4 min read
kdb+: Attributes for Beginners’
kdb+ is known for its ability to store, retrieve and process large data volumes at high-speed. One of the many things that make this possible is Attributes – descriptors that can be applied to lists. These descriptors allow the q interpreter to perform optimizations “under-the-hood” that can drastically increase lookup speeds when used effectively.
This blog will cover the Attributes used in kdb+, what each attribute tells the q interpreter, and how a given attribute could be used to increase performance.
Sorted (`s#)
When the `s# attribute is applied to a list it tells the interpreter that the elements of that list are sorted in ascending order. This allows q to perform a binary search on the list by default, drastically reducing lookup times.
//create sorted list of 10000000 rows
q)names:`Alan`John`Muhammad`Mary`Joseph`Sean`Patrick`William`Katherine
q)n:10000000;
q)employee:([] id:.Q.dd'[n?names;til n]; salary:20000+n?50000);
q)employee
id salary
-------------------
William.0 29809
Mary.1 44125
Katherine.2 31158
Sean.3 68322
Katherine.4 25272
..
q)meta employee
c | t f a
------| -----
id | s
salary| j
// query top earners without `s# applied (linear search)

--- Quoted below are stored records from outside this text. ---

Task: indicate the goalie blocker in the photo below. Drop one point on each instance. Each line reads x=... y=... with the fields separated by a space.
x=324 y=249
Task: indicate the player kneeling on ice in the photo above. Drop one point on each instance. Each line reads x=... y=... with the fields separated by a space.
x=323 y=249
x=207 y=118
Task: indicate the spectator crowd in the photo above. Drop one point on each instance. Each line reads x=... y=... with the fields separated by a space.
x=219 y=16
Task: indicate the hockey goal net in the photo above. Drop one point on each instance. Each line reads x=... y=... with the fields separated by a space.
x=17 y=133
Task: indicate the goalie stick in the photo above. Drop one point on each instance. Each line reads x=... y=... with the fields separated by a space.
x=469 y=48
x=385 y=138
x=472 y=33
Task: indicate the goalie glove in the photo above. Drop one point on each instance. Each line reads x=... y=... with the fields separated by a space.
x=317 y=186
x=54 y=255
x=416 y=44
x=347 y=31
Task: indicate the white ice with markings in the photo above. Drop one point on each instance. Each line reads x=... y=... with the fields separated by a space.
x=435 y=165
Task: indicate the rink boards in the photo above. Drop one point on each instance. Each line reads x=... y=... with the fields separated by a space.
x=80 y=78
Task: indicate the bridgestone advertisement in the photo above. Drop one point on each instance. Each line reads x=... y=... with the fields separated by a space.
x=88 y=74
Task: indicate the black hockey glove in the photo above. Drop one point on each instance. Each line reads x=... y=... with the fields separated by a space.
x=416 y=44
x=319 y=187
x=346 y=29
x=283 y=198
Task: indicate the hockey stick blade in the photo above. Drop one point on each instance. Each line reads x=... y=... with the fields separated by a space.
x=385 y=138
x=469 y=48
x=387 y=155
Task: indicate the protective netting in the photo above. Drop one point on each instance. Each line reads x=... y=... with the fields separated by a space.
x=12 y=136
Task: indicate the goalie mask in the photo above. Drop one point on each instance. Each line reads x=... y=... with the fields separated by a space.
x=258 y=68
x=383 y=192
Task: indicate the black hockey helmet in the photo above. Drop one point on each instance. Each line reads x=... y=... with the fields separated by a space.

q)t select from employee where salary>65000
126 //(t=126) query ran in 126 milliseconds
// sort employees on salary
q)`salary xasc `employee //this automatically applies `s on sort column
`employee
// query top earners with `s# applied (binary search)
q)t select from employee where salary>65000
31 //(t=31) query ran in 31 milliseconds
Binary searching is an efficient search algorithm on sorted lists. It works by sampling the midpoint of a list, splitting it in two. Depending on the result it picks one of the two resulting lists to sample. This process is repeated until the list is narrowed down to an individual location.
Many people have described a binary search algorithm more eloquently than I ever could so here’s a good article I found.
Unique (`u#)
Applying the `u# attribute to a list indicates that all the elements in the list are unique. One of the optimizations the unique attribute allows is the interpreter can break-out from some functions early e.g. the ‘distinct’ function.
The real power of `u# comes from constant time look ups on unique list elements. To achieve this q creates a hash-table in the background – which takes up some of the memory available to your Q process, this may become a considering factor in applying `u# depending on list size/kdb+ setup.
Using our previous ‘employee’ table, let’s look at the performance gains when using the `u# attribute.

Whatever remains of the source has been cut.